A specialist nursing team at Royal Bolton Hospital is supporting hundreds of patients who have difficult access to veins for medication and fluids.
Since forming in November 2022, 390 patients have received care from the hospital’s Intravenous (IV) Access team, who use ultrasound technology to identify whether a patient has a suitable access point to receive medicine or fluids directly into a vein.
The team of four aim to improve the comfort, experience and safety for patients by reducing the likelihood of infection and bringing down the number of days people need to spend in hospital.
Previously, patients with complex vascular access needed to wait for theatre slots to receive an IV line; however, the new service allows for bedside care and has reduced the average wait in hospital by four days.
It is vital to understand how patients feel about any changes made to services and the feedback received so far has been 100% positive. Patients are asked to complete a feedback form in their in their own time, following their interaction with the service.
Below are just some of the comments received from patients:
“The PICC line is much better and I feel much happier that I don’t have to have any more needles.”

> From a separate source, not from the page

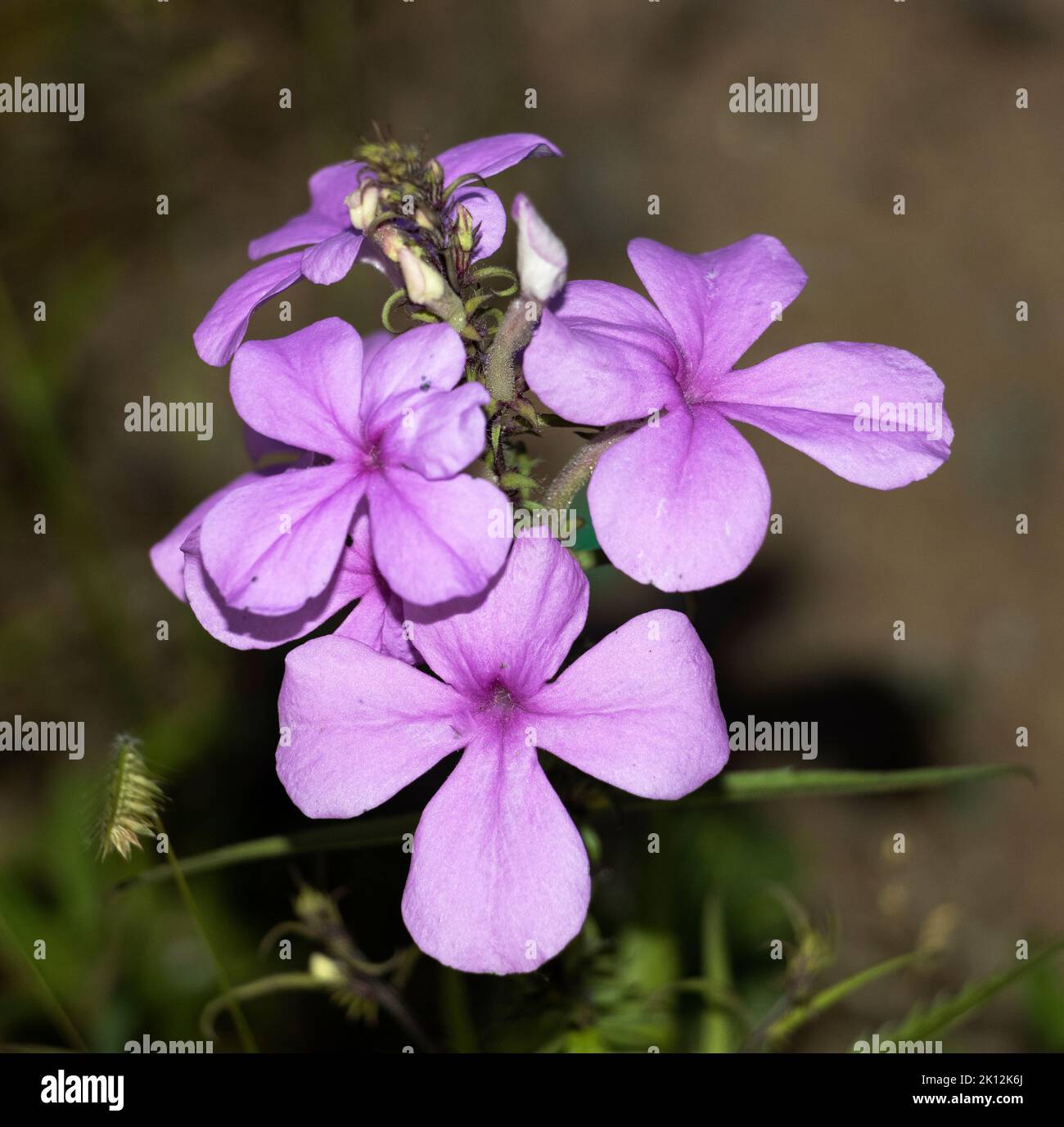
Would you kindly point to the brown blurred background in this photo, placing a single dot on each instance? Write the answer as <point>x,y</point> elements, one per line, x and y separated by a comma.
<point>914,98</point>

“Wonderful service, nurses were professional and helped me remain calm throughout.”
“Special mention to the team – absolutely fabulous.”
“Can’t praise the service enough.”
“Amazing asset to the NHS.”
Philip Henry, Operational Business Manager for Diagnostics & Support at Bolton NHS Foundation Trust, said:
The IV Access team have been instrumental in improving patient experience whilst supporting colleagues with their skills and knowledge development. What they have achieved in twelve months is remarkable.
“The feedback from patients speaks for itself and is a testament to the team. However enabling patients to receive treatment more readily in their own home, avoiding admission to hospital and being a key enabler in additional theatre lists being available for those awaiting surgery, demonstrates the wider scale impact the team has had.
Other benefits of the service include:
Heather Briscoe, Lead IV Access Specialist Nurse at Bolton NHS Foundation Trust, said:
This service is making a huge difference to the physical and mental wellbeing of our patients.
“Many of these patients will have previously had a bad experience of receiving cannulas so are understandably nervous when we first arrive at their bedside. It’s our job to put them at ease by explaining how the process uses ultrasound and that we’ll only proceed if we can. Every time you can see the relief on their face.
Tracy Phillips, IV Access Specialist Nurse at the Trust, said:
Our aim is to empower patients with the knowledge to look after themselves and making them expert patients so they are able to challenge when something doesn’t feel right.